Daily Independent (Ashland, KY)

Local News

July 18, 2009

Judicial center dedicated

$20M facility has been in use for month

CATLETTSBURG — When it comes to courthouses, Boyd County’s have long been on the leading edge of technology, Kentucky’s chief supreme court said Friday.

The county’s old courthouse, which went into service in 1909, was the first court facility in the commonwealth to be equipped with air conditioning, said John D. Minton Jr., the keynote speaker at the dedication ceremony for Boyd’s sparkling new 64,000-square foot judicial center.

“Now, here you are again, on the edge of something new,” he said.

Minton, a host of other state and local dignitaries and dozens of others turned out to witness the ribbon-cutting for the building, which has been in use for about a month. The program was moved indoors because of earlier rain and the threat of more showers, and attendees packed into chairs that been placed in the ground-floor hallway.

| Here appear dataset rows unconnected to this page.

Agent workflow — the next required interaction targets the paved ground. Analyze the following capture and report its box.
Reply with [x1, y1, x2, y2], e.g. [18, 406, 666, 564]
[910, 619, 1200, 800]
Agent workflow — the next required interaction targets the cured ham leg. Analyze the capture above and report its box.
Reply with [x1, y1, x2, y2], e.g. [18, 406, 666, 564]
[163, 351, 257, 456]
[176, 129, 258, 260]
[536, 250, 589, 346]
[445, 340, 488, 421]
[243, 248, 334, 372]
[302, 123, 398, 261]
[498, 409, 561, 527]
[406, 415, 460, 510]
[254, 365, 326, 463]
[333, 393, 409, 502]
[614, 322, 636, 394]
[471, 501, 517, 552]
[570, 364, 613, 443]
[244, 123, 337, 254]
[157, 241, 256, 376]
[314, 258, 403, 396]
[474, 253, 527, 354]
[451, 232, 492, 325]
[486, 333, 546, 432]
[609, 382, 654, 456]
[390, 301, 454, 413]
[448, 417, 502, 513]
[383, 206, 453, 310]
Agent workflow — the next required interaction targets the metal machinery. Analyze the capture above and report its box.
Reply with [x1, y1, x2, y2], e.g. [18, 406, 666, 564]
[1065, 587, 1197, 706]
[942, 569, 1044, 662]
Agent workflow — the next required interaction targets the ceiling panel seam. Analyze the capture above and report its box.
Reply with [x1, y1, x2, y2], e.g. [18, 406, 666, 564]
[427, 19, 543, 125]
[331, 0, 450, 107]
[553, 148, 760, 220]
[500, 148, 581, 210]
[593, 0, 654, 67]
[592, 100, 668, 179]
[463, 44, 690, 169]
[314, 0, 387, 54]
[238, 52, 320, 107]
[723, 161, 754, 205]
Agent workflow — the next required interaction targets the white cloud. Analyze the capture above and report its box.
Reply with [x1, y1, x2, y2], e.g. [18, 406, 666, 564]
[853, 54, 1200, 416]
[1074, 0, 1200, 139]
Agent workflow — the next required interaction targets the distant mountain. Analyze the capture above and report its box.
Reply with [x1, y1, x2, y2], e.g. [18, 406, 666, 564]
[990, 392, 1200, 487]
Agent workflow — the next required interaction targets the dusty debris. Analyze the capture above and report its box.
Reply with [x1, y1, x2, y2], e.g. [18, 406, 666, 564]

Minton, the state’s highest-ranking judiciary member, said the dedication was special for him because it served as a bookend, of sorts, to another ceremony in Catlettsburg he attended back in the mid-1980s.

“Twenty-five years ago, as a practicing attorney, I participated in the decommissioning of the old federal building here,” he said. “It’s kind of an unusual opportunity to be part of both an end and a new beginning in the same city.”

Minton and other speakers at the dedication said the nearly $20 million judicial center was conceived, designed and constructed to meet the needs of the county’s justice system for the next 100 years.

“We’re standing on the brink of the next century, and we dedicate what will be a landmark in the city of Catlettsburg for the century to come,” he said.

Rick Kremer, the architect who designed the building, said he hoped 100 years from now, there would be people chaining themselves together in front of the center to resist attempts at tearing it down.

Kremer, of the Louisville architectural firm the Louis & Henry Group, said that out of the many buildings he had designed, the judicial center was one that was near and dear to his heart.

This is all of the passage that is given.